Photo via Bill Dally

The City Council of Berkeley, California overwhelmingly supported two 420-friendly measures on Tuesday, reducing the city’s retail cannabis tax rate by 50% while turning the progressive bastion into the country’s first sanctuary city for legal weed.

According to the L.A. Times, the Berkeley City Council voted unanimously to pass the sanctuary provision, blocking any local agencies, officials, or employees from using city funding or providing information to assist federal investigations into state-legal cannabis.

"The city of Berkeley does not support cooperation with the Drug Enforcement Administration in its efforts to undermine state and local marijuana laws," the measure reads.

Passed less than two months since the beginning of California’s adult-use retail cannabis market, the sanctuary resolution is a direct rebuttal to Jeff Sessions’s decision to revoke the Obama-era “Cole memo” last month, which was a de facto set of guidelines instructing the Department of Justice to divert resources away from state-sanctioned cannabusiness.

Since before Sessions even took over as Attorney General, he has repeatedly made erroneous and divisive claims about cannabis, with the removal of the Cole memo received largely as a threat against the fight for marijuana reform.

For Berkeley officials, the sanctuary city measure is a first-of-its-kind attempt at preventing a long-feared federal crackdown.

"Berkeley has always been a sanctuary city," Councilman Bartlett added. "When Jeff Sessions announced he was repealing Obama-era protections on states' rights in regards to cannabis, we decided to step up."

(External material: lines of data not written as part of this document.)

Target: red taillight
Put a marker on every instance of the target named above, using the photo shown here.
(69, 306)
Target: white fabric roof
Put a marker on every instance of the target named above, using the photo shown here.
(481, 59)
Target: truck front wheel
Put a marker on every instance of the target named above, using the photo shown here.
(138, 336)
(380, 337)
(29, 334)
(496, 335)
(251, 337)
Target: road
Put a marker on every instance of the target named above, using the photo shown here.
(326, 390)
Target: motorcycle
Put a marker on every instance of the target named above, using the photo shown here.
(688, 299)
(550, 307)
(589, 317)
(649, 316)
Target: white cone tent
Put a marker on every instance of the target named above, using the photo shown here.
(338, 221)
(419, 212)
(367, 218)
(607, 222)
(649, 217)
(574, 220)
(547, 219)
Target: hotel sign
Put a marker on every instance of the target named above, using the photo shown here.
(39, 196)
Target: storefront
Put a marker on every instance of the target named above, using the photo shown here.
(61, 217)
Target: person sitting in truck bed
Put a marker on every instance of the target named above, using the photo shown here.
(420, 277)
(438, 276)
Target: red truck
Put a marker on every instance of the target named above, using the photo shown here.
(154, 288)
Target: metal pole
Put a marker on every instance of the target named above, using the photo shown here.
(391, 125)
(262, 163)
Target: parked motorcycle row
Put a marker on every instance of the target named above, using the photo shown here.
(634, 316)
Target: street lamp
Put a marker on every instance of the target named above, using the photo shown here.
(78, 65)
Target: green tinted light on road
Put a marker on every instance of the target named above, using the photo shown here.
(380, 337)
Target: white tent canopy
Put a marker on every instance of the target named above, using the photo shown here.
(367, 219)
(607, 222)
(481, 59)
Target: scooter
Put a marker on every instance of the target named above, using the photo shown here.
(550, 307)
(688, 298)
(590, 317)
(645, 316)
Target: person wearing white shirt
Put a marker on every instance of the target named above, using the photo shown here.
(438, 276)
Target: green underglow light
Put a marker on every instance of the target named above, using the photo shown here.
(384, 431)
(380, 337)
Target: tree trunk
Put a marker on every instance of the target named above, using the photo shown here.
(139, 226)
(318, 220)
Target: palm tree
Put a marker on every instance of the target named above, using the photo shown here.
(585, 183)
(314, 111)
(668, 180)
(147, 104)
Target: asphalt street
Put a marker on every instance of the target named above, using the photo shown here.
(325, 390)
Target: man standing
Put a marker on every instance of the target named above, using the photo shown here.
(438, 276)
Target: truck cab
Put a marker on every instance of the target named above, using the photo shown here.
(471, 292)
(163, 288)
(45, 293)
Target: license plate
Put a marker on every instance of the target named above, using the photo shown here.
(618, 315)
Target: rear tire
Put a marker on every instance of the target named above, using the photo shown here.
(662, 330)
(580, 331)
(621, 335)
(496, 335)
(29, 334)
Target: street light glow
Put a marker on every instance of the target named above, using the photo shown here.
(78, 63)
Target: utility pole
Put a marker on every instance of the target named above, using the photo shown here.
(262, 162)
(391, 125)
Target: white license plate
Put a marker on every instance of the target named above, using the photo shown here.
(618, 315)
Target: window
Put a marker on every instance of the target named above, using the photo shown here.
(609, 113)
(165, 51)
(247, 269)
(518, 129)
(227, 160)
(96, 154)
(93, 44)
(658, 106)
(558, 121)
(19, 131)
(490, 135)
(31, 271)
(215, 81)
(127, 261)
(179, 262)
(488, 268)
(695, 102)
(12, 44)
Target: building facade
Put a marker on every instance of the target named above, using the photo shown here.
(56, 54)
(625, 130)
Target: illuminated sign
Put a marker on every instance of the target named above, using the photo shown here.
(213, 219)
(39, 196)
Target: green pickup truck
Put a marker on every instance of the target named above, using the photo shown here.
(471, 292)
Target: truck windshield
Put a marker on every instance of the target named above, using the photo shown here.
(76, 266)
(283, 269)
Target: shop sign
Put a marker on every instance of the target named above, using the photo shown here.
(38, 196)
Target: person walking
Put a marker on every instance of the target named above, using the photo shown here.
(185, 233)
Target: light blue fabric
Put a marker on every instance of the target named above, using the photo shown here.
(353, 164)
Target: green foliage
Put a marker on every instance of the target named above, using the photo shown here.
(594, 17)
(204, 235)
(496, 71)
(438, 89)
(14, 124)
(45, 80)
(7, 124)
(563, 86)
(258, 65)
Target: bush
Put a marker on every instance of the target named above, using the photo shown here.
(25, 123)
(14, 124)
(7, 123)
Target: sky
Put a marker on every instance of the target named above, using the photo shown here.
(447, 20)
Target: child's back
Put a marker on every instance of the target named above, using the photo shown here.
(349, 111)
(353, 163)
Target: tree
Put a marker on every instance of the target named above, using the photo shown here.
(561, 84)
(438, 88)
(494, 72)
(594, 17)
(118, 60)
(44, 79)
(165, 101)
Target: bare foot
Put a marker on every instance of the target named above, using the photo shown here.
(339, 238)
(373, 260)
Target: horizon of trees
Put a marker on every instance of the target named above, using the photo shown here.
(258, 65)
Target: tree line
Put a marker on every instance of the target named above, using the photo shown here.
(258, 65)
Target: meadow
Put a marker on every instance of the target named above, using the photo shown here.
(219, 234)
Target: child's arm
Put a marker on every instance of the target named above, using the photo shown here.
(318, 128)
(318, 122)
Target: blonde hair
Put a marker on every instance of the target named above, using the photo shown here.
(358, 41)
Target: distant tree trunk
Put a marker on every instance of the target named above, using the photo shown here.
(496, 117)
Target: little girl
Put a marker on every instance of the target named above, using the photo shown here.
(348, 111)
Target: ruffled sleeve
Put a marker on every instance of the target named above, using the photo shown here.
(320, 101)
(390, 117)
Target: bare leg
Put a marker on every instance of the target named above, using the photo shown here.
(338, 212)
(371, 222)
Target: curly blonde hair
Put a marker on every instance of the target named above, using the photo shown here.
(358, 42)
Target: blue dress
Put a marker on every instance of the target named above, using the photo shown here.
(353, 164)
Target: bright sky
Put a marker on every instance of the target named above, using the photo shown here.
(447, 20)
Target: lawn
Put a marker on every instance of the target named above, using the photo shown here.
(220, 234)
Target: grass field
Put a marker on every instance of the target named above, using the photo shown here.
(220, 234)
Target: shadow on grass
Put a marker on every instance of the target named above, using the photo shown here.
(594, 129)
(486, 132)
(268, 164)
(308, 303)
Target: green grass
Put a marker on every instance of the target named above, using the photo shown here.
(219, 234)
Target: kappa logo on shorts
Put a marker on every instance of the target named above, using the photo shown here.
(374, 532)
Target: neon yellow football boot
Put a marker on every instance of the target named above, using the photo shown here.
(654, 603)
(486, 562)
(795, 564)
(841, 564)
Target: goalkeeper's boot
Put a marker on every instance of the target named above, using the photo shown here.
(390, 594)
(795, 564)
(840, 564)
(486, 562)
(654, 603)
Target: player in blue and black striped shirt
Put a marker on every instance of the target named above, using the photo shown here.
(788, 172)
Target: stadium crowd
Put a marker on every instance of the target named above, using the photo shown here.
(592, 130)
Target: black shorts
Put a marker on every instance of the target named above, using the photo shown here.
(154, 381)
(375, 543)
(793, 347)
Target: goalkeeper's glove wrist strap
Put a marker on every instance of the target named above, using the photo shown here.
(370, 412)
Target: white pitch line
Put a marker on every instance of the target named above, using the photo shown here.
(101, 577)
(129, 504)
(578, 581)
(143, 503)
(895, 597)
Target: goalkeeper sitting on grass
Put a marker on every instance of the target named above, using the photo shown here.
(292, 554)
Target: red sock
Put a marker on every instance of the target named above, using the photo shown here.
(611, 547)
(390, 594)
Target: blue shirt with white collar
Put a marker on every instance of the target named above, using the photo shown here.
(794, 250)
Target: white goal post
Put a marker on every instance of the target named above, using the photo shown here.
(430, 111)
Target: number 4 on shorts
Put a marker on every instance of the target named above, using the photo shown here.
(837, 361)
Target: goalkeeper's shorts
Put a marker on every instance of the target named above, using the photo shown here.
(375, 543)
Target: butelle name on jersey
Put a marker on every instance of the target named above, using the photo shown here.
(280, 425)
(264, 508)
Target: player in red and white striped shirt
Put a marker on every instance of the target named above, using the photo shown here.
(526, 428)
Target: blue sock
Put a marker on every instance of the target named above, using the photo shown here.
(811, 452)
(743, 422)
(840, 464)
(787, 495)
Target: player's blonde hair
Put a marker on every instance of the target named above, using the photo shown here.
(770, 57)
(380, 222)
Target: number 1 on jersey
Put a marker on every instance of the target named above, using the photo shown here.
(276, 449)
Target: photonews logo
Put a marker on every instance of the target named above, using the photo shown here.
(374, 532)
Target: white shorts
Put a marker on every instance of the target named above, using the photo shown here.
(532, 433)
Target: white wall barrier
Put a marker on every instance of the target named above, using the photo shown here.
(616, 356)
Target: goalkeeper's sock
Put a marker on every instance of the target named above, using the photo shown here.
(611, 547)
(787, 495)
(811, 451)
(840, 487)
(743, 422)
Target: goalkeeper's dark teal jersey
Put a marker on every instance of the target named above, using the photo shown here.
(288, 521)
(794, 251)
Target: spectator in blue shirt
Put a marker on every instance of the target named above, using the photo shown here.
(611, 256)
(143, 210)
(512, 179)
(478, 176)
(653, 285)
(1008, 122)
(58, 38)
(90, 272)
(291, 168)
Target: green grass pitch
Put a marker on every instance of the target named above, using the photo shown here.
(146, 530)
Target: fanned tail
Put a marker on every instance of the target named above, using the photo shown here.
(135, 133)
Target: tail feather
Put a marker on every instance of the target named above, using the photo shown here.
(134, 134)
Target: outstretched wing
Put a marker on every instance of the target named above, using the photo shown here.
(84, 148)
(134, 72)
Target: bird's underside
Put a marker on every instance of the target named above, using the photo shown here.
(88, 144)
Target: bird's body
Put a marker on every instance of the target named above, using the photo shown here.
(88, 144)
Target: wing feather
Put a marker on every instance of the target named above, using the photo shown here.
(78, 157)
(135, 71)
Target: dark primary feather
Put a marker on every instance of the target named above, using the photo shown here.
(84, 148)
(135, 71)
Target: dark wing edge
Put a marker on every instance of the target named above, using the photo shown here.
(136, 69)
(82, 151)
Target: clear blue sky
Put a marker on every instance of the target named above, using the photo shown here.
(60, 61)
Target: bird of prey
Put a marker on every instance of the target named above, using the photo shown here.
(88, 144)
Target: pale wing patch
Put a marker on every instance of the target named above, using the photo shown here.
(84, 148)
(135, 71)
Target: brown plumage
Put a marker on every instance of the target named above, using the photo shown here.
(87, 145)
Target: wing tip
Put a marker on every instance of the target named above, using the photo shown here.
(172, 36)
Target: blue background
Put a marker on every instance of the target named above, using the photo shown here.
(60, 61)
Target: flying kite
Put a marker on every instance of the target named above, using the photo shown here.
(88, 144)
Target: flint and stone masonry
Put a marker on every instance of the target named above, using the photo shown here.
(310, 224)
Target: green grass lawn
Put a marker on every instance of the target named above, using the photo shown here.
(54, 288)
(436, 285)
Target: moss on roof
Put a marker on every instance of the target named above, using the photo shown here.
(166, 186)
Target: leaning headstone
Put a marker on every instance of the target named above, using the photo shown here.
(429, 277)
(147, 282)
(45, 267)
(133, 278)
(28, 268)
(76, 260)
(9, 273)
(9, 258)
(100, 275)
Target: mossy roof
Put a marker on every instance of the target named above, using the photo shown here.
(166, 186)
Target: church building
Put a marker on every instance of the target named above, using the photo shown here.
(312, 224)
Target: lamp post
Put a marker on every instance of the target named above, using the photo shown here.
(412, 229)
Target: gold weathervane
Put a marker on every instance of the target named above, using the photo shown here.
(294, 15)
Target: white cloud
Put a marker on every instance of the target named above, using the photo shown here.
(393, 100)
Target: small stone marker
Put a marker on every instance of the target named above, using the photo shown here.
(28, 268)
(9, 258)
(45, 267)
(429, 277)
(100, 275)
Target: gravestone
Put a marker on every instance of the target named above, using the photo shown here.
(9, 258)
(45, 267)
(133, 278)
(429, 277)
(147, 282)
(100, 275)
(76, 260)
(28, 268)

According to SFGate, in addition to the cannabusiness protections, city councilors passed a cannabis tax cut introduced by Berkeley Mayor Jesse Arreguin, reducing the city’s retail cannabis tax from ten to five-percent. An effort to attract ganjapreneurs, local consumers and green tourists alike, city councilors noted that Berkeley’s original 10% rate was arbitrary from the start.

From the day California opened pot shops for adult-use cannabis sales, high taxes have been one of the most cited complaints from both customers and retailers alike.

Unlike the sanctuary city measure, the Berkeley City Council did not come to a unanimous agreement about the legal weed tax reduction, with two Councilors abstaining from the vote in objection.

“Once you’ve lowered a tax, you pretty much are locking in that reduction,” said Councilwoman Sophie Hahn, who did not vote on the tax reduction, to SFGate. “This is way too soon to be making a change.”

Even with those minor objections, the tax reduction measure will go into effect after a second City Council reading later this month, joining the sanctuary city law in confirming Berkeley as one of the most welcoming municipalities in California’s growing cannabis green rush.